Il sottoscritto da un pezzo afferma che prima di realizzare le vendite (che non sono un infallibile criterio di qualità; ma a volte sì), occorre costruire una conversazione coi lettori. È un lavoraccio perché in realtà non ci sono regole o leggi che ti permettano con facilità di conseguire un simile obiettivo. A parte l’onestà, ma quella vale per un po’ tutte le faccende che hanno a che vedere con gli altri. Quindi lo scalcagnato blog potrebbe diventare (o essere) il mezzo più indicato per creare una propria piattaforma di lettori, e quindi promuovere le proprie opere. Perché naturalmente un blog di un autore indipendente è sempre autopromozione.

La seconda via d’uscita? Secondo Mark Coker è la (rullo di tamburi) newsletter, o mailing list. A proposito: tu sei iscritto alla mia? C’è un ebook in omaggio!

Se non hai tempo né voglia di investire troppi soldi in banner pubblicitari, il blog e la newsletter restano le alternative più valide presenti sul mercato. Per alcuni si tratterà di ripieghi; di poveri ripieghi mentre il futuro sarebbe esclusivamente una roba del genere: chi paga meglio, emerge. Chi emerge vende, e chi vende vince.

Può darsi. Ma credere che solo chi vende sia il migliore, e solo se vende un certo quantitativo di opere (perché se inferiore a una certa soglia, allora non sei vincente, né convincente) non è certo una simpatica evoluzione dell’autore indipendente. Ma la sua morte. 

Credo che Mark Coker abbia ragione: Amazon (e non solo), stanno imprigionando l’autore indipendente, smentendo la sua promessa. Ben presto a tutti sarà evidente che solo chi è “professionista”, e paga, avrà diritto alla visibilità che conta. Tutti gli altri dovrebbero lasciar perdere. 

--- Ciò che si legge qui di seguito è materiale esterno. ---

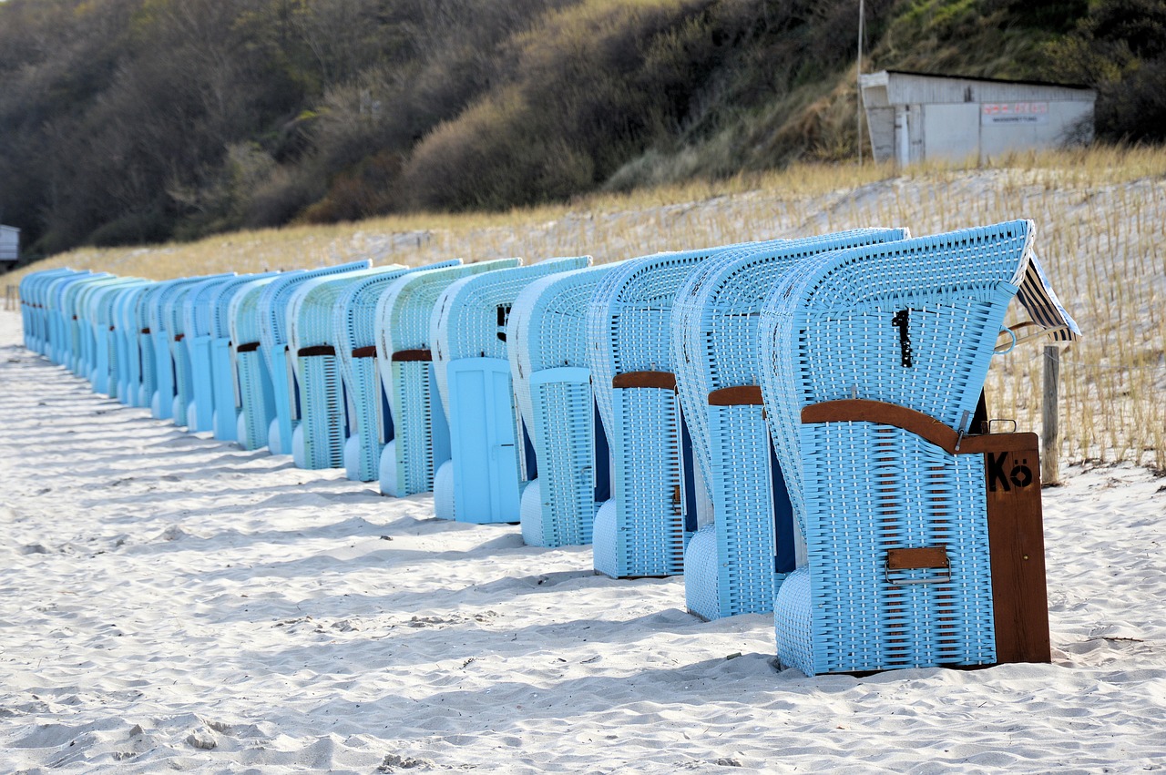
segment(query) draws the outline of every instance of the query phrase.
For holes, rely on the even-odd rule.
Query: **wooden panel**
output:
[[[709,393],[710,407],[760,407],[761,388],[758,385],[738,385]],[[806,422],[805,420],[802,422]]]
[[[613,388],[648,387],[662,390],[676,389],[676,375],[672,372],[626,372],[611,378]]]
[[[433,360],[433,352],[429,350],[398,350],[393,353],[393,360],[395,361],[408,361],[408,360]]]
[[[710,401],[711,403],[711,401]],[[960,436],[939,420],[908,407],[866,399],[823,401],[802,409],[803,423],[869,422],[893,425],[919,436],[948,455],[984,455],[989,450],[1026,450],[1032,434]]]
[[[1014,437],[1026,439],[1028,446],[984,455],[996,657],[999,662],[1048,662],[1052,654],[1039,442],[1035,434],[996,434],[984,438]]]
[[[948,568],[947,549],[943,547],[918,547],[914,549],[887,549],[886,569],[911,571],[921,568]]]
[[[300,347],[296,353],[301,358],[311,358],[312,355],[335,355],[336,347],[332,345],[312,345],[311,347]]]

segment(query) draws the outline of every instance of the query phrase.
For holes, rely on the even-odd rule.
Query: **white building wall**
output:
[[[0,226],[0,261],[15,261],[20,258],[20,230],[12,226]]]
[[[862,89],[876,161],[986,161],[1093,135],[1088,89],[893,71],[862,76]]]

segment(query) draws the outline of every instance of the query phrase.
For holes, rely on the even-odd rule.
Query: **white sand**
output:
[[[1166,479],[1045,491],[1054,663],[806,678],[683,582],[93,395],[0,313],[0,772],[1166,766]],[[733,657],[733,655],[738,655]],[[732,772],[732,770],[728,770]]]

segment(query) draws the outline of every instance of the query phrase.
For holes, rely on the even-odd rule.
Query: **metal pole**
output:
[[[1046,485],[1061,481],[1061,434],[1058,403],[1061,393],[1061,350],[1045,345],[1045,395],[1041,402],[1042,436],[1040,449],[1040,479]]]
[[[855,117],[855,136],[858,140],[858,165],[863,165],[863,9],[865,0],[858,0],[858,113]]]

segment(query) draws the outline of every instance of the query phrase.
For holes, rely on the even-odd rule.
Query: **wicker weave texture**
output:
[[[514,301],[540,277],[590,263],[590,256],[463,277],[438,297],[430,340],[438,393],[450,425],[454,514],[459,521],[518,522],[524,439],[508,360],[506,323]]]
[[[288,357],[294,358],[302,425],[294,431],[293,457],[309,470],[344,465],[347,436],[345,393],[342,378],[344,346],[337,338],[337,310],[349,290],[370,280],[399,277],[408,268],[389,265],[315,277],[301,283],[288,303]],[[331,353],[305,354],[312,347],[331,347]],[[351,358],[351,352],[346,353]],[[297,417],[293,415],[293,421]]]
[[[427,269],[400,277],[377,303],[377,362],[389,409],[394,444],[381,452],[380,489],[412,495],[434,488],[434,474],[449,459],[449,427],[436,395],[431,361],[398,361],[394,354],[430,350],[429,320],[437,297],[454,281],[511,268],[518,259]]]
[[[522,536],[533,545],[591,542],[599,506],[595,468],[610,462],[605,451],[604,459],[596,459],[586,311],[599,281],[614,266],[538,280],[511,310],[511,374],[539,471],[538,482],[522,493]]]
[[[292,437],[296,424],[298,424],[295,360],[294,354],[288,355],[290,343],[289,305],[305,282],[330,275],[358,272],[368,267],[368,261],[352,261],[310,272],[286,273],[265,286],[259,300],[259,340],[262,343],[260,352],[267,361],[275,397],[275,418],[267,435],[267,445],[273,455],[290,453]]]
[[[610,444],[614,494],[613,519],[596,523],[592,542],[595,568],[609,576],[668,576],[683,570],[684,482],[675,393],[613,388],[612,379],[631,372],[673,372],[673,298],[701,261],[723,249],[625,261],[604,275],[588,310],[588,364]]]
[[[771,434],[807,561],[778,592],[778,651],[807,675],[995,662],[981,456],[877,423],[802,424],[873,399],[964,429],[1031,252],[1032,224],[840,251],[799,266],[760,322]],[[948,570],[887,571],[942,547]]]
[[[211,357],[215,361],[211,379],[215,382],[215,437],[218,439],[243,441],[238,422],[244,406],[243,395],[247,390],[240,385],[234,348],[240,344],[259,341],[257,305],[262,287],[276,276],[278,273],[265,273],[234,277],[220,287],[211,302],[215,308],[211,315]],[[266,431],[264,435],[266,437]]]
[[[279,279],[282,277],[280,275]],[[259,304],[267,287],[276,280],[272,277],[248,283],[231,300],[231,343],[237,383],[232,393],[238,399],[236,406],[239,409],[236,441],[245,450],[267,446],[268,429],[275,418],[275,389],[260,343]]]
[[[377,308],[380,297],[399,279],[416,272],[461,266],[461,260],[421,267],[401,268],[366,276],[346,287],[333,307],[336,353],[340,380],[351,408],[350,446],[354,459],[345,462],[345,474],[357,481],[377,479],[380,456],[395,430],[386,411],[386,392],[381,386],[378,358],[354,358],[353,353],[377,346]]]
[[[759,406],[710,406],[712,390],[760,385],[757,323],[770,289],[799,261],[817,253],[901,239],[902,230],[857,230],[800,240],[740,246],[705,261],[676,294],[673,350],[676,385],[708,484],[716,557],[688,565],[715,568],[719,606],[709,619],[773,610],[775,499],[768,430]],[[690,544],[689,552],[710,549]],[[792,548],[791,548],[792,552]],[[710,585],[695,573],[684,583]]]

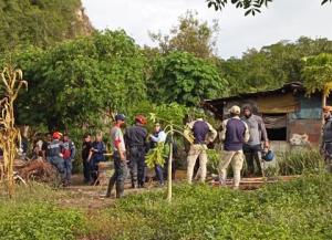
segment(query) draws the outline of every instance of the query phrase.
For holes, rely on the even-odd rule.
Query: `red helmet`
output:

Non è così. Perché la stessa Rete mette a disposizione degli strumenti gratuiti e forse più efficaci dei banner pubblicitari: newsletter e blog. Soprattutto per quegli autori indipendenti che credono davvero nella loro scrittura, ma non hanno né tempo, né desiderio di investire denaro in altre soluzioni. Insomma: non è finita. Il bello deve ancora venire, per gli autori indipendenti.

Elaborazione in corso…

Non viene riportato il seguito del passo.